APCC Chair gives evidence to Lords' Constitution Committee


The Chair of the Association of Police and Crime Commissioners Paddy Tipping has told a House of Lords committee that police officers have not always had sufficient or timely enough information to effectively enforce Covid-19 regulations.

Appearing before the Constitution Committee, looking into the impact of the pandemic, Mr Tipping said:

“The simpler the messages, the better it was. So right at the beginning of lockdown it was Stay at Home, Protect the NHS, Save Lives. It was a message we all got, and we all understood. There was unanimity between policing it and the general public. As we’ve moved forward the messages have got more diffuse, more difficult, and much harder for frontline officers to police.

“I think simplicity is the watchword. The situation that we had on a couple of occasions, where enforcement guidance came out some days after changes, really wasn’t acceptable. We have moved on from that. We are in a better position but - let’s be clear - at the time it wasn’t good.”

Mr Tipping added:

“Having good communication, good notice, and a chance to challenge things before they are introduced is the right way forward. It is manifestly wrong that police officers were being asked to issue fixed penalty notices when the professional advice behind it wasn’t available.”

Mr Tipping, who was giving evidence to the Constitution Committee alongside John Apter from the Police Federation, also commented on confusion around police officers’ role in enforcing social distancing.

He said:

“During the pandemic we had members of the public dobbing each other in and there was a lack of understanding that the two-metre rule wasn’t a matter for the police - it was merely guidance. There was an enormous effort across police forces trying to ensure officers understood what was enforceable and what was merely guidance.”

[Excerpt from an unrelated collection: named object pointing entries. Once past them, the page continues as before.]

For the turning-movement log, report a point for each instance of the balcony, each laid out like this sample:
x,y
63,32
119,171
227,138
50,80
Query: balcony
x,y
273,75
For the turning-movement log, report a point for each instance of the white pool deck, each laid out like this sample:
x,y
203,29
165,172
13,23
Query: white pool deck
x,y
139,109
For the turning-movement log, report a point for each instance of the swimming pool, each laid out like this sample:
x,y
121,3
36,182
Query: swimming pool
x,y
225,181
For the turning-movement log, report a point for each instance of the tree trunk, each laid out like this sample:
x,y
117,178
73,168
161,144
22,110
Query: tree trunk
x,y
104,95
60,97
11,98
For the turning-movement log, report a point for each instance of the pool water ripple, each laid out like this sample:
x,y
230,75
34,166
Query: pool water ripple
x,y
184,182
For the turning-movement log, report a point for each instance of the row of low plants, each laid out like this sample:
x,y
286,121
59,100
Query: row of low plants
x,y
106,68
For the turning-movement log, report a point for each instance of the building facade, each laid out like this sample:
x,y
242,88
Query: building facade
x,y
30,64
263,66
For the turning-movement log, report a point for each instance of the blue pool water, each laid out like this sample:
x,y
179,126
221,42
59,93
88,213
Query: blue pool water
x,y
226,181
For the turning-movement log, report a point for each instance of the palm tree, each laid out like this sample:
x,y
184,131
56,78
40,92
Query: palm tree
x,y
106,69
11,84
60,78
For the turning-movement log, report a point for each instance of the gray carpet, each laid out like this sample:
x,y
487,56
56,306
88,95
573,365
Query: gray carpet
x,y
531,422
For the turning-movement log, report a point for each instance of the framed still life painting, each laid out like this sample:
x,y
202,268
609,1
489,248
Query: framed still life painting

However, Mr Tipping said he would be very surprised if policing’s relationship with the public was damaged long-term in light of the pandemic.

He said:

“I think the general view is that the police have done reasonably well.

“Sure there have been some difficulties, but all of us have tried to work really hard, together with the wider community, to get through this. And I think there will be a sigh of relief when we all get through it together.”